Import-export processes, which previously took five days, could now take as many as 15, according to South Korea's Yonhap News Agency.
Japan's Minister of Economy, Trade and Industry, Isshu Sugawara, called South Korea's decision to downgrade the country's status "regrettable," according to a Business Insider report. Though a statement from the South Korean government said the move was not retaliatory but meant to "improve South Korea's export control system."
For firms manufacturing in, or importing from, the region, the trade war has raised concerns over sourcing. In an earnings call in July of this year, LG Display's CFO Dong-Hee Suh said, "we are making preparations by ensuring uninterrupted sourcing for the short term and diversifying sourcing channels over the medium term," as the Japanese government levied export restrictions on critical inputs for technology manufacturing.

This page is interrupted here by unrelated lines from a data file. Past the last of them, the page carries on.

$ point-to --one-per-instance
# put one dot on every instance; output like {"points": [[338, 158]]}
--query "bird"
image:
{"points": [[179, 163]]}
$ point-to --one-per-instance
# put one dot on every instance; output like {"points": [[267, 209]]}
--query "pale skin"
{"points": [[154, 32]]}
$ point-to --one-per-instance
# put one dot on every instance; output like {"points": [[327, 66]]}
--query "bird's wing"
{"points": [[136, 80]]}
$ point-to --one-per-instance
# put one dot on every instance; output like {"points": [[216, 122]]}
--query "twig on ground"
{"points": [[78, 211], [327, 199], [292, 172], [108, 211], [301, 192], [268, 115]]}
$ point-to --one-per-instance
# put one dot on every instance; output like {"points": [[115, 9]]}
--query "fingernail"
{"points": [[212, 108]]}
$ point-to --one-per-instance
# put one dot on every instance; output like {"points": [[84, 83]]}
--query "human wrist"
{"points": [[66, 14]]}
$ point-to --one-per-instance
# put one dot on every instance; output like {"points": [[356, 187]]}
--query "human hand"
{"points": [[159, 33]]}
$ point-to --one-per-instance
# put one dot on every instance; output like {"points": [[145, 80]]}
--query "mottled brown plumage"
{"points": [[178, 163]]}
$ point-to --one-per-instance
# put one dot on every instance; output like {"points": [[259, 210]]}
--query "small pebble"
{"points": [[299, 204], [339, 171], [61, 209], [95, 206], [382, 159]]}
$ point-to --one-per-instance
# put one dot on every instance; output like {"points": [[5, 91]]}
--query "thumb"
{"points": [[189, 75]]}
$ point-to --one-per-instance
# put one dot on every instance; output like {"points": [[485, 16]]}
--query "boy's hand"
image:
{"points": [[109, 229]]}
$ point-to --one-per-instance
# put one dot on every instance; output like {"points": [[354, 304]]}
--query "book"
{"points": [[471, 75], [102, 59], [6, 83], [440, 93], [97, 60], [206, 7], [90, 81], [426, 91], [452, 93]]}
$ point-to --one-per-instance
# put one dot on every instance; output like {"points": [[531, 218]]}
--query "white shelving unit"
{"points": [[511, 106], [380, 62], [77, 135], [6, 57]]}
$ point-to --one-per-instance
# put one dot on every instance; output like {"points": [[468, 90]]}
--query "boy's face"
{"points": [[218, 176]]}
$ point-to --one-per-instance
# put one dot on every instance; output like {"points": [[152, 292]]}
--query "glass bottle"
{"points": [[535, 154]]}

At the time, the Computing Technology Industry Association, Consumer Technology Association, the Information Technology Industry Council and other organizations sent the Japanese and South Korean trade ministers a letter calling on the two countries to expediently resolve their differences and end the restrictions. Yet tensions in the region have only intensified.
According to a recent Bloomberg analysis, Japan has the upper hand in the conflict thus far, as it has a trade surplus with South Korea, and invests nearly four times more there than South Korea invests in Japan. South Korea currently imports primarily raw materials, and technological or manufacturing components from Japan, whereas Japan's imports of the same materials are more diversified throughout other Asian countries.
In spite of this, neither country stands to gain from increasingly agitated trade relations as their economies remain closely linked. South Korea was Japan's third-largest trading partner in 2018, after China and the United States. Japan was South Korea's fifth-largest trading partner last year, also after China and the U.S.